Die Zulassung von 16 neuen ICE-Zügen der Deutschen Bahn verzögert sich weiter. Eigentlich sollten die bereits fertig gebauten sogenannten Velaro-D-Züge von Siemens im Juni 2012 auf deutschen Gleisen rollen, jetzt wird der Start frühestens für das Jahr 2014 erwartet. Schuld seien Unstimmigkeiten in Detailfragen. Das erfuhr die SZ von den Beteiligten: von der Bahn, Siemens sowie vom Eisenbahn- Bundesamt. Dabei würden die Züge dringend gebraucht, unter anderem auch auf der für das Saarland wichtigen ICE-Strecke von Frankfurt nach Paris. Derzeit stehen nach Aussage eines Bahn-Sprechers in Berlin nur noch fünf ICE-Züge zur Verfügung, die auch das französische Schienennetz nutzen können. Sie werden allerdings im Winter regelmäßig auf ihren Fahrten über französische Schienen durch Schotterflug und Schneelawinen stark beschädigt – und fallen aus (die SZ berichtete).

Im vergangenen Winter hatte dies zu permanenten Zugausfällen und hohen Verspätungen auf dieser Strecke geführt. Thorsten Bischoff, Sprecher des saarländischen Wirtschafts- und Verkehrsministeriums, betonte die Wichtigkeit dieser Schienenanbindung und sagte: „Wir warten händeringend auf die Zulassung dieser Züge.“ Die saarländische Landesregierung könne zwar den Prozess der Zulassung der Züge nicht beschleunigen, doch müsse gemeinsam eine Lösung gefunden werden. „Die anhaltende Verzögerung ist aus Sicht des Landes sehr ärgerlich und es liegt in der Verantwortung des Herstellers, gemeinsam mit dem Eisenbahnbundesamt schnellstmöglich die technischen Voraussetzungen für die Zulassung zu schaffen“, stellte Bischoff klar.

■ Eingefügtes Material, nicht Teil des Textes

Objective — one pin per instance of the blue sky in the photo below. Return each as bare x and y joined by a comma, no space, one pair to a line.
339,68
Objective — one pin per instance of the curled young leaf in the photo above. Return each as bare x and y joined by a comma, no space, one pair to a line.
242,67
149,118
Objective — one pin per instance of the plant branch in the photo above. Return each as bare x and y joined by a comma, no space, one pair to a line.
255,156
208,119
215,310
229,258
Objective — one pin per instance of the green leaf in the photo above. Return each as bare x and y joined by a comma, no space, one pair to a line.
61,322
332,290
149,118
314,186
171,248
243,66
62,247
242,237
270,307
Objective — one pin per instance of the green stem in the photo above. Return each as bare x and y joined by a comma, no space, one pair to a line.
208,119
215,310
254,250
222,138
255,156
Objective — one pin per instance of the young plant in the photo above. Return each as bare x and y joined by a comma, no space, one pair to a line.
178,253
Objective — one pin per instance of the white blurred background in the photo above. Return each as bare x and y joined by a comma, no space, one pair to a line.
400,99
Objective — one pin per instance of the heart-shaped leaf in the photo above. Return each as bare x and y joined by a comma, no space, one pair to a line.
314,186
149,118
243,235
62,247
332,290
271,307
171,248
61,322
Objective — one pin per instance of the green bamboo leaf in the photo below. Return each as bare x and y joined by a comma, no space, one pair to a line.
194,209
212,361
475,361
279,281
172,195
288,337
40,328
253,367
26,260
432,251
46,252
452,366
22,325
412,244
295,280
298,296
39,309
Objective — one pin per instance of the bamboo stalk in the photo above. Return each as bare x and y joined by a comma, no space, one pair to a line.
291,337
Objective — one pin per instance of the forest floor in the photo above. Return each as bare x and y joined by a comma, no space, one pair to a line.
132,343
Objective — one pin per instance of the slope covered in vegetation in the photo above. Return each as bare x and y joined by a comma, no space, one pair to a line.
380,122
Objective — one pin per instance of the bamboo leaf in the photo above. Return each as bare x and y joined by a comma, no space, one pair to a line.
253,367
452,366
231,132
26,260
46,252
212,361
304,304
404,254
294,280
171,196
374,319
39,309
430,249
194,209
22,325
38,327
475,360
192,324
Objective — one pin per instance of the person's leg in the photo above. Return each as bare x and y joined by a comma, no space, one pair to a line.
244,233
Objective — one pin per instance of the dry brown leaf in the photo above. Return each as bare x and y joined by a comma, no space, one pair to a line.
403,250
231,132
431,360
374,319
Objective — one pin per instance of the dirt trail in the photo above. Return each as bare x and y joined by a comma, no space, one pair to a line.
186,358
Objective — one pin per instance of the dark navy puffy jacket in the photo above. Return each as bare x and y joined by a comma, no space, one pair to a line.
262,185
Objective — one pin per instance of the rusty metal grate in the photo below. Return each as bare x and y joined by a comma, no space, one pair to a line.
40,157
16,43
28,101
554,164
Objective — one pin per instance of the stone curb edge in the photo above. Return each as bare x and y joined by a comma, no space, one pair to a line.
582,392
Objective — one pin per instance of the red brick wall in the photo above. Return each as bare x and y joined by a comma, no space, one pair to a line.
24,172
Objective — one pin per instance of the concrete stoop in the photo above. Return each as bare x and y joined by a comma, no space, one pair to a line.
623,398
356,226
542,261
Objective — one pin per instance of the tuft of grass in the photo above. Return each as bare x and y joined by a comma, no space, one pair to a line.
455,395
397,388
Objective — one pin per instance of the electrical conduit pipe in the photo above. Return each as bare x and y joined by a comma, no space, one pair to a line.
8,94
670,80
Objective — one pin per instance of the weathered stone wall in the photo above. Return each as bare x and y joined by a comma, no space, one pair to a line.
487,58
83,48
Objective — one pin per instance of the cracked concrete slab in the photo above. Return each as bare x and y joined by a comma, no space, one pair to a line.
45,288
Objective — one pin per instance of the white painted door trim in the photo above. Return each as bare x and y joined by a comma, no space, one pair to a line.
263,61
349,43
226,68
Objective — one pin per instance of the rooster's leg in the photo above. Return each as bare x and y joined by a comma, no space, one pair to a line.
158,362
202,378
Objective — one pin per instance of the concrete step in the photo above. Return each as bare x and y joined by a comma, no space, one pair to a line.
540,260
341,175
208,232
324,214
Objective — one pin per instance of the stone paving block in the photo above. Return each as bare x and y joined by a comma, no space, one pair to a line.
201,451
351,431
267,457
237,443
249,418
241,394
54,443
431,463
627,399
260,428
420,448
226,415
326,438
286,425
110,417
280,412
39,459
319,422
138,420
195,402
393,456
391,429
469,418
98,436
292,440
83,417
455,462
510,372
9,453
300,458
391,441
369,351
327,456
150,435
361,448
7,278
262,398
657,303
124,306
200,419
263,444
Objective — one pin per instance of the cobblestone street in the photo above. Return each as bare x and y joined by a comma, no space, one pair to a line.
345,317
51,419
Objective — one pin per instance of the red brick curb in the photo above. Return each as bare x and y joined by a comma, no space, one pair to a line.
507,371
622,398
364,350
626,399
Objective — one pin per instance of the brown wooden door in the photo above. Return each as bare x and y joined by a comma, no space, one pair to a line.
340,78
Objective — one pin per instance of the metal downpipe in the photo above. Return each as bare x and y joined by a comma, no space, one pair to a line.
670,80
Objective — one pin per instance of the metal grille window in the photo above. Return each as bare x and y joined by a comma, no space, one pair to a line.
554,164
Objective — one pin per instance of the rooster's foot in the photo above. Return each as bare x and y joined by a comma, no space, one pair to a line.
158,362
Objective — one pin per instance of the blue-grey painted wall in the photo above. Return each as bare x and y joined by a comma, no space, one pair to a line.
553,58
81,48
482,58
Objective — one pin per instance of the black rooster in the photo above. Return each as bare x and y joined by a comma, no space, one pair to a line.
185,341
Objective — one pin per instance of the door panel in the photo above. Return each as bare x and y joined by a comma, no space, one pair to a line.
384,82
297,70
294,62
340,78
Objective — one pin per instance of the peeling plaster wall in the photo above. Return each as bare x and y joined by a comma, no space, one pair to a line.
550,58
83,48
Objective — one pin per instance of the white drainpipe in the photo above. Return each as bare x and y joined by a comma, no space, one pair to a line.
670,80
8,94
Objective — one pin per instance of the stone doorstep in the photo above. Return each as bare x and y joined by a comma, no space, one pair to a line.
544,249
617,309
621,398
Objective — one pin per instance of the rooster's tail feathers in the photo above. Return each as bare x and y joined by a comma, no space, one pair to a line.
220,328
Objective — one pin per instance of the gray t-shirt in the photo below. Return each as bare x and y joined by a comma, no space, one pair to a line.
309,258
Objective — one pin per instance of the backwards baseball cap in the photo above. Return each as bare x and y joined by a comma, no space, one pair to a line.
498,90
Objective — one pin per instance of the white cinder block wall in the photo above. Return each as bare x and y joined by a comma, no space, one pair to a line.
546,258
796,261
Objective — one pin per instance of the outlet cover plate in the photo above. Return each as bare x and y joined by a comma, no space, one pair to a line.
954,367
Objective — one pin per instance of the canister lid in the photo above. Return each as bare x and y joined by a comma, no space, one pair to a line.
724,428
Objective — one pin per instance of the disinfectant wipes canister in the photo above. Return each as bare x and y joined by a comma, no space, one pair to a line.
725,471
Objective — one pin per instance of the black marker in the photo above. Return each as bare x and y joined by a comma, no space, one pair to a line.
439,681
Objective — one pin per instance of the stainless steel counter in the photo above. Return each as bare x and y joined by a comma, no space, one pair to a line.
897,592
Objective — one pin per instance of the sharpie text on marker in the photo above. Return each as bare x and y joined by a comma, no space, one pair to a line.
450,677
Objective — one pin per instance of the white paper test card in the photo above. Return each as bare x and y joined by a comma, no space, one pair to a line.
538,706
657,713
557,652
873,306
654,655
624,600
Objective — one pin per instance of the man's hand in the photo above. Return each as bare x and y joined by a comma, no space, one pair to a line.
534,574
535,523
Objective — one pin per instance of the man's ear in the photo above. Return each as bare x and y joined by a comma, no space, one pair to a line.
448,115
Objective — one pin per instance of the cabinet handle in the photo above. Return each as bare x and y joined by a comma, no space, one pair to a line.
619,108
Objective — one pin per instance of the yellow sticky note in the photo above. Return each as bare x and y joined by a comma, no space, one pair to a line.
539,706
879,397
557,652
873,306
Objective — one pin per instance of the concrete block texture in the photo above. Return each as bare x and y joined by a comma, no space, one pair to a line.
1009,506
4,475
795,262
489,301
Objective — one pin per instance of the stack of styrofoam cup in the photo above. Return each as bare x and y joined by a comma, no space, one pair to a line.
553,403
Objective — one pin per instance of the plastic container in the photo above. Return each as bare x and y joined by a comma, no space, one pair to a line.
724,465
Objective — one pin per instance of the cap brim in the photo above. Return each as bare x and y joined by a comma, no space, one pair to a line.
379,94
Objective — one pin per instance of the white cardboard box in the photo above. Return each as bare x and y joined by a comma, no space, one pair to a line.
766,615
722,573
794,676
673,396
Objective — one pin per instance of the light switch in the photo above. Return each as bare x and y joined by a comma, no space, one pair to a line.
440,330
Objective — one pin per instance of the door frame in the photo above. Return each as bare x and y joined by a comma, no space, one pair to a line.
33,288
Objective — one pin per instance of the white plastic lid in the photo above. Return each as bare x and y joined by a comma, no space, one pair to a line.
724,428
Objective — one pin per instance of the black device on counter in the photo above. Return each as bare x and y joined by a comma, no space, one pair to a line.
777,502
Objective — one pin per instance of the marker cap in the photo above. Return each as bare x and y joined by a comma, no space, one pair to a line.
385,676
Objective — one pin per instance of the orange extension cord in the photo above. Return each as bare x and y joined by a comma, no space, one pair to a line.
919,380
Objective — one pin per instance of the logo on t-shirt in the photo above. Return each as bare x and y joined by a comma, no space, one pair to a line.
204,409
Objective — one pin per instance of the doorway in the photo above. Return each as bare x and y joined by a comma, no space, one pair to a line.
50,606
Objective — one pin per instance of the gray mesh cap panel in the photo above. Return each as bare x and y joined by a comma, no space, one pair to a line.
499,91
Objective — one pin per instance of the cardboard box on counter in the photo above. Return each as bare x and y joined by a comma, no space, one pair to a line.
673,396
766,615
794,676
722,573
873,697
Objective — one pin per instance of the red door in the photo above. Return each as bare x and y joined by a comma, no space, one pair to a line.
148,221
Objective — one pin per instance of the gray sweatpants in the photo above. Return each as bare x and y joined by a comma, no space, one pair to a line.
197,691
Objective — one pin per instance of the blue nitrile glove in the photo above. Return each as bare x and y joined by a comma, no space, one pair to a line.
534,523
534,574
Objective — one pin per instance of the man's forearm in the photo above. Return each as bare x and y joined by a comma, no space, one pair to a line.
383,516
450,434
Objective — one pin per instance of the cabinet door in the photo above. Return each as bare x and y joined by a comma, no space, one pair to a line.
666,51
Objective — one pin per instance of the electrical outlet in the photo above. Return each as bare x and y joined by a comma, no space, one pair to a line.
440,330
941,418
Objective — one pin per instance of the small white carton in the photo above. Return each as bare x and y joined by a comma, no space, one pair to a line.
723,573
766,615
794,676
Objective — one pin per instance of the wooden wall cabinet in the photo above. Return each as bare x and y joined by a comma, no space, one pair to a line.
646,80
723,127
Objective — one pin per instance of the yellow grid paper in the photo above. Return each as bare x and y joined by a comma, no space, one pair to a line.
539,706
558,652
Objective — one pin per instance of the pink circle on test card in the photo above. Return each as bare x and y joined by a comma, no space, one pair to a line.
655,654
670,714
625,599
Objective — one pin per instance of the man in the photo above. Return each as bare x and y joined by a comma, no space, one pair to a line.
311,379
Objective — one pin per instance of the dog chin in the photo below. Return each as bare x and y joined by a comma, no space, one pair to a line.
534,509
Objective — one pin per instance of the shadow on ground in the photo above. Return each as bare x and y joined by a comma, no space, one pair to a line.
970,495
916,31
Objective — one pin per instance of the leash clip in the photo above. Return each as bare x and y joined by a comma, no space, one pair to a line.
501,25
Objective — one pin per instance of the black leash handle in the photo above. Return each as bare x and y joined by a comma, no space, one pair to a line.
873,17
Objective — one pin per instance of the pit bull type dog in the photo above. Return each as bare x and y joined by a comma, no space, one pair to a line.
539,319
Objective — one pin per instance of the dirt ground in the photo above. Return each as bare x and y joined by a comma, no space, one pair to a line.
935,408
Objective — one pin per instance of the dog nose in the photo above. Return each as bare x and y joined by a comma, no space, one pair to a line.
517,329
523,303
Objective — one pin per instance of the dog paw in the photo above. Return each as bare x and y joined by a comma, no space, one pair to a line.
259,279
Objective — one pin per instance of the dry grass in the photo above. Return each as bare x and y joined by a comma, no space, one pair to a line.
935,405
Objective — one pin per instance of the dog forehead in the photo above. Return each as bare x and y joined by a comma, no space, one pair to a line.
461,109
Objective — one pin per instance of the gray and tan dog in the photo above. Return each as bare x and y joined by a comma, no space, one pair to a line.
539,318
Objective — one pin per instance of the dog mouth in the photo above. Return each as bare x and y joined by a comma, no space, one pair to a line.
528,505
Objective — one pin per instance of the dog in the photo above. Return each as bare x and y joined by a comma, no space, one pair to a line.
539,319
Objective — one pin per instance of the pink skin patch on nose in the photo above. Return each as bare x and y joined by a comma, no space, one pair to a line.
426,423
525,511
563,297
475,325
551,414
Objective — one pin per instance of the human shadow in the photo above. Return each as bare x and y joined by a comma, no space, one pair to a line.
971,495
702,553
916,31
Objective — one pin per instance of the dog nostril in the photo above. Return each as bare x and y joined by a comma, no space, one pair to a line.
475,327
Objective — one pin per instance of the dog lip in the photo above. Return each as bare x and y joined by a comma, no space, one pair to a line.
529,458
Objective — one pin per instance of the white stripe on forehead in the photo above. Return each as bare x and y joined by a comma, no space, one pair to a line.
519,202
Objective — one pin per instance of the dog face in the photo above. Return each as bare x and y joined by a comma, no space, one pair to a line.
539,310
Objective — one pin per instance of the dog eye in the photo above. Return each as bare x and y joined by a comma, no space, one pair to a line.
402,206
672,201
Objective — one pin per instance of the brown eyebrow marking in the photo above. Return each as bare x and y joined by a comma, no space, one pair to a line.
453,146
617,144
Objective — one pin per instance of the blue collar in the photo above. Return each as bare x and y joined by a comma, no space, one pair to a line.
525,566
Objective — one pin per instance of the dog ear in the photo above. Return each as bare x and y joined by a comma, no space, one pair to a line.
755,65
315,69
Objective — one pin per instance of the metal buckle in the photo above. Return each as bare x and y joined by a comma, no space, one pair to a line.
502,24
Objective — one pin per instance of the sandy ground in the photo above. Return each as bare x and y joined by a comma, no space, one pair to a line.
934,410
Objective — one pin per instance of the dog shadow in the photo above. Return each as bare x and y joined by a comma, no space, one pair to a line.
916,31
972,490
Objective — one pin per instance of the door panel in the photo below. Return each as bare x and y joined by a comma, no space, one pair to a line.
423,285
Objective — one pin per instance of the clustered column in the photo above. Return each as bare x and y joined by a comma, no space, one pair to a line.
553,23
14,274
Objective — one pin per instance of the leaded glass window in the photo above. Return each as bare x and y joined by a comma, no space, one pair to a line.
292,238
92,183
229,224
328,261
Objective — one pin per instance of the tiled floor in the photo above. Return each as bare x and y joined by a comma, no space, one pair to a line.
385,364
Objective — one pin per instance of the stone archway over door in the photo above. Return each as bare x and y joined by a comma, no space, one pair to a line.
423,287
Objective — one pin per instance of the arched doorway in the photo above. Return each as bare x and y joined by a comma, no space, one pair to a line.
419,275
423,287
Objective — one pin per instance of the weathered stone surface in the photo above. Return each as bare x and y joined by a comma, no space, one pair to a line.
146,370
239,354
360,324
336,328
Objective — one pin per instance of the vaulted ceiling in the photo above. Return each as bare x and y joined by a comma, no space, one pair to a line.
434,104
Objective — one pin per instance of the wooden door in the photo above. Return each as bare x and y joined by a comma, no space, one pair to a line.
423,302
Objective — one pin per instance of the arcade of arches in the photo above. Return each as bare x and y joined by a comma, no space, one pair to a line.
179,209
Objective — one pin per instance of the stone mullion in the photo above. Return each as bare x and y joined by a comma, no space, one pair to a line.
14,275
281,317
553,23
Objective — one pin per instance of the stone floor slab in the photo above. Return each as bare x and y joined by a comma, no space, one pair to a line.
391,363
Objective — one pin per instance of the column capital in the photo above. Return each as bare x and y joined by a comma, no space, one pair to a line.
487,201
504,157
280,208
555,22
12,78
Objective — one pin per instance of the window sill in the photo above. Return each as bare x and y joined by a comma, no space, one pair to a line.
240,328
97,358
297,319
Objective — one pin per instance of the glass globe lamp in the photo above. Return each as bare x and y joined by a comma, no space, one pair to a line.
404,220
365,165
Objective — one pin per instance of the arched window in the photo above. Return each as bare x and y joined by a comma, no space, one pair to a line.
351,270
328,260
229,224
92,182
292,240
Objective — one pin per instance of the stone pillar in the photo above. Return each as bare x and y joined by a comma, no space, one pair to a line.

Um in jede Richtung die fünf täglichen Verbindungen zwischen Paris und Frankfurt stemmen zu können, hat die Deutsche Bahn nun angekündigt, einen TGV-Hochgeschwindigkeitszug vom französischen Partnerunternehmen SNCF anzumieten. Der TGV habe eine andere Antriebstechnik und sei von den Problemen weniger betroffen. Der Sprecher des Eisenbahn- Bundesamtes (EBA) äußerte sich zurückhaltend: „Einen wesentlichen Teil des Zulassungsprozesses hat Siemens bereits nach hinten verschoben, er ist nun für November angekündigt. Das ist ein sehr enger Zeitplan, wenn man bedenkt, dass der Velaro D zum Fahrplanwechsel im Dezember 2013 in Betrieb gehen soll.“

Die für die Zulassung notwendigen Unterlagen sollten vier Monate vor dem gewünschten Starttermin beim EBA eingegangen sein. Die Bahn bemerkte zu der Situation: „Wir haben noch keinen verbindlichen Lieferplan der Baureihe 407, dem Siemens Velaro D.“ Siemens selbst sagt zum Status des offenbar aufwändigen Zulassungsprozesses nur: „Ein Endtermin kann nicht genannt werden.“




MEINUNG

Bahn soll auf den TGV setzen

Von SZ-Redakteur Thomas Sponticcia

Bisher setzte die Deutsche Bahn aus Prestigegründen nur auf den ICE und Siemens als deutschen Hersteller. Mehr noch als das Image sollte die Zuverlässigkeit zählen, bei der Herstellung der Züge und ihrer Auslieferung genauso wie bei der Bedienung der Strecke. Siemens hat die Sache „vermurkst“. Deshalb sollte die Deutsche Bahn künftig bei der französischen SNCF mehr TGV mieten oder beim französischen Hersteller Alstom solche Züge kaufen. Zumal die witterungsbedingten Störungen und Beschädigungen wegen Schotterflug nur am ICE auftreten, nicht am TGV. Es kann nicht sein, dass wegen dieses Problems im Winter ständig Züge ausfallen.